By what seems like a series of coincidences (or not?), I’ve been reading and writing and trying to write lately about maps – the information in them, the things cartographers leave out of them, their implications for understanding things about the world around us, and also the choices we make about what we don’t need to understand. So I’m launching a new category today on Inkstain: maps.
Today’s entry is Figure 6 from the IPCC report released yesterday. Given the frequent use of the phrase “global warming” as shorthand for this complex thing we all talk about, much of the attention ends up focused on temperature. This is reasonable, given that globally averaged temperature is an area of relatively greater understanding. But we don’t live globally. We live “here”, wherever “here” might be. And central to our life “here” is how much precipitation falls from the sky. Figure 6 in the new report attempts to convey in a visually understandable way what is known and not known about this centrally important issue.

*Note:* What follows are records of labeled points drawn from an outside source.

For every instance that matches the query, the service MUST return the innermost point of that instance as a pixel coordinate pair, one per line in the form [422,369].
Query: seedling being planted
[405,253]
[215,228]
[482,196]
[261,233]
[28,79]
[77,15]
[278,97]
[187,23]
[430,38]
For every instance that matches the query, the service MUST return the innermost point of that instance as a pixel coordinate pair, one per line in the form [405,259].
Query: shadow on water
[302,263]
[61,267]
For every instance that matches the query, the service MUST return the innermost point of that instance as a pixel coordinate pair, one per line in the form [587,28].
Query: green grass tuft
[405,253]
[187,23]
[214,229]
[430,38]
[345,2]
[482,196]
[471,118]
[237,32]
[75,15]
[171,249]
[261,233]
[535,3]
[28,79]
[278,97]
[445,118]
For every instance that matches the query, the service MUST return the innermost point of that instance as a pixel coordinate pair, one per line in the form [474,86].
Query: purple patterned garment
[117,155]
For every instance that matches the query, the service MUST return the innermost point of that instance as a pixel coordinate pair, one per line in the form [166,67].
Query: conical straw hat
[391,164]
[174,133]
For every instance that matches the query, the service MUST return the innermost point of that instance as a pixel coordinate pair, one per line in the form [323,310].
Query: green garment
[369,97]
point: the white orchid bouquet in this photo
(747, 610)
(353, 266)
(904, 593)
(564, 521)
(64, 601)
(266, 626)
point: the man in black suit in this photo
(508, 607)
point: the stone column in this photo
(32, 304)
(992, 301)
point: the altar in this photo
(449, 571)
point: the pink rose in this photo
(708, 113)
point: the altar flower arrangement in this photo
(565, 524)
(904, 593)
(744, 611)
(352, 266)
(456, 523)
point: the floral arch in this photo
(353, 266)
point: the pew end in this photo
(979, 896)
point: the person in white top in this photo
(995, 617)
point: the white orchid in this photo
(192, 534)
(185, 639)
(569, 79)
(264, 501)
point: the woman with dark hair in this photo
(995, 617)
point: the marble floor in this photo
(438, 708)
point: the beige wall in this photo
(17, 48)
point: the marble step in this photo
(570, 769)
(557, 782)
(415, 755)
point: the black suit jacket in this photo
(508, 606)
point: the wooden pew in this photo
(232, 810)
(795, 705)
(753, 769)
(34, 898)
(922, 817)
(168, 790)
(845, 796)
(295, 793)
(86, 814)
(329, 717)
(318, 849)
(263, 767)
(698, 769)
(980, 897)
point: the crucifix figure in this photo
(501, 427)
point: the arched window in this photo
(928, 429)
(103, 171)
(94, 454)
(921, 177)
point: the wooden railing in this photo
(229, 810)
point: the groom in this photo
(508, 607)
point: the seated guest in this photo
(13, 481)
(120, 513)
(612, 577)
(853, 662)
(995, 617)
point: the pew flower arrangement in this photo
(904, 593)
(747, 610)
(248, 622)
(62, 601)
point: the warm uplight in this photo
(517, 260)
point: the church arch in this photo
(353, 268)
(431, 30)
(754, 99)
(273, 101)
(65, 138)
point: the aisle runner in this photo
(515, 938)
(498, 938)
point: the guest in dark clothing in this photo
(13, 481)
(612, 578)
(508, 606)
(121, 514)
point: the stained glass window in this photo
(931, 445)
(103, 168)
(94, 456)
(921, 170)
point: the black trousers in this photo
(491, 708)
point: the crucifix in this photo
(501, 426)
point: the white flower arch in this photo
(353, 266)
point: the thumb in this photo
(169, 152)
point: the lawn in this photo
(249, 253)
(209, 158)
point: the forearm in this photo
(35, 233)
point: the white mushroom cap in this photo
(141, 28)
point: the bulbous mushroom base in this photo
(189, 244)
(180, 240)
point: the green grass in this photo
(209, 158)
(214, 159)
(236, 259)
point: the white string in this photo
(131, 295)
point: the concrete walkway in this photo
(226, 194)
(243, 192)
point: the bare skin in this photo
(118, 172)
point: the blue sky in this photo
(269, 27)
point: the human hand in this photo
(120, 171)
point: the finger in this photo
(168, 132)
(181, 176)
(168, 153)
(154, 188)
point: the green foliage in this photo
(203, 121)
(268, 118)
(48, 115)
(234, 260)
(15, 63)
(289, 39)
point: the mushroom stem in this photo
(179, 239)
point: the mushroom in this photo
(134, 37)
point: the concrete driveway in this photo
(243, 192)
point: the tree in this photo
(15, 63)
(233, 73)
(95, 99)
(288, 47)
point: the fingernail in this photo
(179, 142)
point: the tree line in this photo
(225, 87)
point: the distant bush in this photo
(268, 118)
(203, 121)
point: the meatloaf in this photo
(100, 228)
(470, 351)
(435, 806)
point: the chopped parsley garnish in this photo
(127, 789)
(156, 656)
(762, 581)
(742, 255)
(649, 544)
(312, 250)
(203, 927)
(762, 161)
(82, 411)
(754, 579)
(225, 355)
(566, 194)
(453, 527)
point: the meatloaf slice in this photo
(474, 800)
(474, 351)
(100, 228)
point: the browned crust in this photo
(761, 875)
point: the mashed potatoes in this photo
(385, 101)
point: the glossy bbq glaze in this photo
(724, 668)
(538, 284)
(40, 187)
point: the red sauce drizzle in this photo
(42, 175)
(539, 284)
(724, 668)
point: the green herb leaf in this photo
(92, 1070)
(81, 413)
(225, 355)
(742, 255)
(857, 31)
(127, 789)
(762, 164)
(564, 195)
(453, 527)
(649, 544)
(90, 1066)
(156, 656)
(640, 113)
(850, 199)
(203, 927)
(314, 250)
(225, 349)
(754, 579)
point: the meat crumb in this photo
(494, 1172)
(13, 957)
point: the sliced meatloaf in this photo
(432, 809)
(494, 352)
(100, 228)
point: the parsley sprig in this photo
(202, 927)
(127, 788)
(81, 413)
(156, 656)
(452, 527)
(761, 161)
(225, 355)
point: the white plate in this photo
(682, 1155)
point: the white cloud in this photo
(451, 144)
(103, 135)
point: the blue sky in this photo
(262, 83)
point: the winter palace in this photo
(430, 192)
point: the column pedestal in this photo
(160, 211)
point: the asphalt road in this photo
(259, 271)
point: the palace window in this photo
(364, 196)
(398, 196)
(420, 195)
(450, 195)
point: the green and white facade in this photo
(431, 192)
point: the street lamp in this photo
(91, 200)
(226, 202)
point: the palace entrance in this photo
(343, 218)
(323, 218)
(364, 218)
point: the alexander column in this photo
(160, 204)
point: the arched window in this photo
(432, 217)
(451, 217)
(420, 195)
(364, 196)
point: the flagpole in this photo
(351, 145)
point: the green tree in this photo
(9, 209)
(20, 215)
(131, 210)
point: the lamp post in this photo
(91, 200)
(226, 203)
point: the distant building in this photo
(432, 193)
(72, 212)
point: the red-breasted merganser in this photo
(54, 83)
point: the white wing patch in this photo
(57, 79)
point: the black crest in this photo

The map’s color choices are obvious: brownish means dry, blueish means wet. (As an aside, I was at a talk yesterday where a guy used the opposite color scheme on a climate map – the red end of the rainbow for wet anomalies, blues and greens for dries – very confusing.) But beyond wet and dry, there’s a second kind of information that we also need to know, which is the confidence of the forecast. Places with no confidence are just left white. Places with higher confidence get a little stippled overlay.
I found this map very useful yesterday as I was writing about the IPCC report.